Choose a segmentation task

from ipywidgets import Dropdown

task = Dropdown(options=["semantic", "instance", "panoptic"], value="semantic")
task
Dropdown(options=('semantic', 'instance', 'panoptic'), value='semantic')

Inference

import matplotlib
matplotlib.use("Agg")  # disable showing figures

def stack_images_horizontally(img1: Image, img2: Image):
    res = Image.new("RGB", (img1.width + img2.width, max(img1.height, img2.height)), (255, 255,255))
    res.paste(img1, (0, 0))
    res.paste(img2, (img1.width, 0))
    return res

result, legend = segment(image, task.value)
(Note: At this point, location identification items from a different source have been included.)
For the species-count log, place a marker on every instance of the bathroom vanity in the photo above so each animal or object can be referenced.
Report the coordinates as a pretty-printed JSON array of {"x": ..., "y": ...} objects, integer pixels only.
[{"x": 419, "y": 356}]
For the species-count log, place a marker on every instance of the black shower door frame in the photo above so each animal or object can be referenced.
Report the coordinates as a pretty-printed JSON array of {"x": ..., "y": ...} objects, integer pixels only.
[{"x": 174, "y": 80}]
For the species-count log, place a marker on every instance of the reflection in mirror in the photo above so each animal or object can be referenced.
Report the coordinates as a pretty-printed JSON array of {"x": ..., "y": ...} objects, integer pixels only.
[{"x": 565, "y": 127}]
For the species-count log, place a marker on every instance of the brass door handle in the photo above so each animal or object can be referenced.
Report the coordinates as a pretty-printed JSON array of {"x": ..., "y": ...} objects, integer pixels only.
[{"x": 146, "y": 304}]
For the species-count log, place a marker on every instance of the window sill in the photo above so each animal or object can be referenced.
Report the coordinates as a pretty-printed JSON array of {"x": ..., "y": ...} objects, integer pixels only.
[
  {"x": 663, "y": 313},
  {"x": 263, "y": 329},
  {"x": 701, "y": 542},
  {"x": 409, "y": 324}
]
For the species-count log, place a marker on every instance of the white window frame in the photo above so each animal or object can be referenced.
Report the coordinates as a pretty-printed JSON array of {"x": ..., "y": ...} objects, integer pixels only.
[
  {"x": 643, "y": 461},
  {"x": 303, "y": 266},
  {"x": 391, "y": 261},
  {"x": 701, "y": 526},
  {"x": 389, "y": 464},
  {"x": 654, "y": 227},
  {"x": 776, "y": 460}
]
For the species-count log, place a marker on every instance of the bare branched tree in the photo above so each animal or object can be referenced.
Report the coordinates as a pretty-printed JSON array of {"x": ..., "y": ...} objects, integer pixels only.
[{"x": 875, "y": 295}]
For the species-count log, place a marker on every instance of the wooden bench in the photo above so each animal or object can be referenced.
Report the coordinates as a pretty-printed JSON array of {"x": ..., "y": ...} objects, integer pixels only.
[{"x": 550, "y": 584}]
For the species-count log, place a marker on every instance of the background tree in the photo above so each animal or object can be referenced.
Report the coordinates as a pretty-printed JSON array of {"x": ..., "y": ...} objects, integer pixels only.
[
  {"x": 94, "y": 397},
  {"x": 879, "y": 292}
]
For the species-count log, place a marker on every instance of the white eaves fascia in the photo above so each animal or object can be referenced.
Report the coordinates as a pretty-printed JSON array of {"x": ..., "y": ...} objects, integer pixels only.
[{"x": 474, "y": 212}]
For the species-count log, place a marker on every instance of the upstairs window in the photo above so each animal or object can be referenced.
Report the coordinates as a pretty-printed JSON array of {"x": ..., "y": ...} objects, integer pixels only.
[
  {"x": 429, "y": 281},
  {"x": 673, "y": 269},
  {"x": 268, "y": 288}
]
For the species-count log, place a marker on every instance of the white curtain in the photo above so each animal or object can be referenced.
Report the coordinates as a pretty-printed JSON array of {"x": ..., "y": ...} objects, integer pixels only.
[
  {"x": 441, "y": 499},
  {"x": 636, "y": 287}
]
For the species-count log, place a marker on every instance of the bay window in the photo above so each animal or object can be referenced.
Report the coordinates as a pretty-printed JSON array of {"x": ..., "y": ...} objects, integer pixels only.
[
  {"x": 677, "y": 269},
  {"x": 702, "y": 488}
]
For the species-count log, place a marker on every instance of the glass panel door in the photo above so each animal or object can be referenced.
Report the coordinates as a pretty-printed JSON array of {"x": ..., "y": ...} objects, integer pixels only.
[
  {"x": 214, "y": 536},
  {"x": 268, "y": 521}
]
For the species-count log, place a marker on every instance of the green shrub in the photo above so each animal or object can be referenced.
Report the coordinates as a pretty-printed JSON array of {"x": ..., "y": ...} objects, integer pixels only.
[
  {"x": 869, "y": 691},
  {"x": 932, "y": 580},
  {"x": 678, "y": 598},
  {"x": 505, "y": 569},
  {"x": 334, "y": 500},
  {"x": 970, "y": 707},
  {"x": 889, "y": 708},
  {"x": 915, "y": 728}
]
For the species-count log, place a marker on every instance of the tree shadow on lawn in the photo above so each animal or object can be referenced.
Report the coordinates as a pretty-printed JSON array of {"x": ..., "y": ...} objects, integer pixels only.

result.savefig("result.jpg", bbox_inches="tight")
legend.savefig("legend.jpg", bbox_inches="tight")
result = Image.open("result.jpg")
legend = Image.open("legend.jpg")
stack_images_horizontally(result, legend)
../_images/249-oneformer-segmentation-with-output_26_0.png

Interactive Demo

import gradio as gr


def compile_model(device):
    global compiled_model
    compiled_model = core.compile_model(model=model, device_name=device)


with gr.Blocks() as demo:
    with gr.Row():
        with gr.Column():
            inp_img = gr.Image(label="Image", type="pil")
            inp_task = gr.Radio(
                ["semantic", "instance", "panoptic"], label="Task", value="semantic"
            )
            inp_device = gr.Dropdown(
                label="Device", choices=core.available_devices + ["AUTO"], value="AUTO"
            )
        with gr.Column():
            out_result = gr.Plot(label="Result")
            out_legend = gr.Plot(label="Legend")
    btn = gr.Button()
    gr.Examples(
        examples=[["sample.jpg", "semantic"]], inputs=[inp_img, inp_task]
    )
    btn.click(segment, [inp_img, inp_task], [out_result, out_legend])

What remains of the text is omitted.